Monday, March 31, 2008

Dog Years, A Short Film

How do you tell a dog’s story?

"Dog Years," a short film written by Richard Penfold and directed by Sam Hearn, features the monologue of a mutt named Ben played over shots of him and his owner on the beach. Captured on one roll of super 8mm film stock, the method in which the film was shot gives it the essence of a nostalgic home movie. The film has charmed audiences at multiple film festivals, and amassed plenty of praise from Internet viewers. Many dog owners recognize Ben's story as that of their own dog.

It's hard not to view dogs as having a voice, even if they can't speak. As a dog person, I'm not embarrassed to admit that I talk to my dogs. Often. Hey, at least they don't talk back, right? That would be a sure sign of crazy. Well... it took my mother speaking responses for them to make me realize that in some way, I do imagine what they might say to me.

Wait. It's not as crazy as it sounds. I promise.

Sometimes when I make small remarks to my dogs and my mother is around, she will slip in short doglish responses on their behalf. They usually fit so perfectly with what I imagine my dogs might actually say in response that I don't often stop and realize that I am imagining dogs talking. It takes a slip in her doglish, a slight catch in her dog reading abilities, for me to realize that I know my dogs' personalities so well, I feel as though I could put words in their mouths. So I correct my mother when she misspeaks.

"No, Alfie wouldn't say that. He's much too dignified."

"Butter wouldn't complain about that.
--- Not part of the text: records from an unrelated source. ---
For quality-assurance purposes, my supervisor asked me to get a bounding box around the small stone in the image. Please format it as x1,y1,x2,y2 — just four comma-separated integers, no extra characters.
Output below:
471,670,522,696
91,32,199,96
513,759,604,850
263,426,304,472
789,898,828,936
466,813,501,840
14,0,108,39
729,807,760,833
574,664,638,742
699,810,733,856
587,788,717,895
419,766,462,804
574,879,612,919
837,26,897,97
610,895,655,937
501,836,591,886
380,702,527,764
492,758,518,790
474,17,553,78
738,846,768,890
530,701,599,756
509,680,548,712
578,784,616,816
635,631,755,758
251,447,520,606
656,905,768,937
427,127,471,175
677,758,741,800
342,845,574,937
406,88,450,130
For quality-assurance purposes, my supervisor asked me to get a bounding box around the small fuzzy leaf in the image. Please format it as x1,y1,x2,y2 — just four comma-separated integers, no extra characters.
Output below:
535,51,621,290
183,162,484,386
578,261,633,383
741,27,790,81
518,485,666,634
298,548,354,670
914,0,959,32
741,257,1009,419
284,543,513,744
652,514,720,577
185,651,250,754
Give her a bed and she's happy."

My dog-speak stems from my knowledge of my dogs' personalities, but anthropomorphizing dogs and letting them tell their story can also help strengthen the dog-human bond.

"Dog Years" shows how anthropomorphizing animals carefully, with fairness and benevolence, can help us have compassion and empathy for other species. One of the most poignant moments in the film is when Ben describes what life is like with his human.

The film shows him running through a shallow pool of water toward his owner as he begins, "Today we're spending some quality time together. This makes up for when he's been mysteriously disappearing from home, leaving me to do very little with myself. It's a pretty lonely existence, really. I get depressed and sleep a lot. When not sleeping, I roam about the house from one room to the next, getting my hopes up every time I hear the gate swing."

Try thinking about life from your dog's point of view. What would do you think he would have to say?